You completely ignored the part where I said this:
And I'm not saying something should be free because I don't want to pay for it. I'm saying it should be free because I already did pay for it. I bought it. It's in my hands. I can break it or set it on fire, but I can't access everything that's on it?
That's plain stupid; the opposite of common sense.
Well, I don't believe you'd written part of that yet when I originally responded, and I wanted to address that main line while it was fresh in my mind. As for that quote, as painful as it may be think of a physical product that way, you did
not pay for everything on that disc. My father (who is a higher-level employee at a major PC software company) must drill this into me at least twice a month. You pay for a
license to access the content the developers
intend for you to experience. For better or worse, that's in your EULA.
Now, do I
agree with that from a moral perspective? *shrugs* I can see several sides to that argument, but as I've said whether or not I actually
care tends to come down to what I thought of the experience I
was allowed access to. If it was an unsatisfactory experience, it tends to bother me quite a bit if something worthwhile that would have
made that experience satisfactory is locked behind an on-disc pay wall. If it
was a satisfactory experience, whatever. I got my money's worth, and perhaps I'll pay for more content, regardless of where it is
stored.
In some cases, it's also somewhat necessary for DLC content to be on-disc. For instance, I've heard many problems cited with Mortal Kombat players trying to play online with DLC-downloaded characters. If you or your opponent doesn't have a character one of you pick (and you didn't download some kind of compatibility DLC), the match can't proceed. So on some level, it's probably a good thing that Capcom puts DLC fighters on the disc. It ensures that all players online
have characters their opponent may use against them, for the sake of stable online play. That's one example I've heard cited on various podcasts, anyway.

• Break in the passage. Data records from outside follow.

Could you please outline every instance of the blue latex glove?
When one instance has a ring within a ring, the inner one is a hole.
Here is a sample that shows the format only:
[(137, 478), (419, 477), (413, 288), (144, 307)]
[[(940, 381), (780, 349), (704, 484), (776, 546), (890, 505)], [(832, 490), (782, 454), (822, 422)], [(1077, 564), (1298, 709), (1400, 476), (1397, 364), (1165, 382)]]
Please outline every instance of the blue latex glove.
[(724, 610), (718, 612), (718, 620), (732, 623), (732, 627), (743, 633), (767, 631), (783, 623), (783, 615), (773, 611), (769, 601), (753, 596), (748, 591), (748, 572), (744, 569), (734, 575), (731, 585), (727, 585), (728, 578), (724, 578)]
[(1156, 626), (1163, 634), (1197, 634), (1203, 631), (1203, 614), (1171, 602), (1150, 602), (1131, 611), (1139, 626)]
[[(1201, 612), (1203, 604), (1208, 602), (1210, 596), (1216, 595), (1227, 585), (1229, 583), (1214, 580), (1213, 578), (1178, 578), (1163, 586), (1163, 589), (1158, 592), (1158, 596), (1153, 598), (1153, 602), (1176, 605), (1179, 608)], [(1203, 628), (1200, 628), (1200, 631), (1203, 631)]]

Now, I've listed a few examples where I thought the game's content was satisfactorily handled before DLC, so here's one where I
didn't: Assassin's Creed 2. I thought the main game was completely satisfying until I reached near the end of the game where the game practically
screams at you that you're about to skip 2 DLC chapters. If the game hadn't just
advertised in the narrative that I was missing out on content, I would have been OK with purchasing the later content. But the way that was handled just soured me on the whole thing, and I didn't end up getting the DLC packs until last July or so (
looong after I had traded the game in) when they were bundled with the digital version of the game for around $10.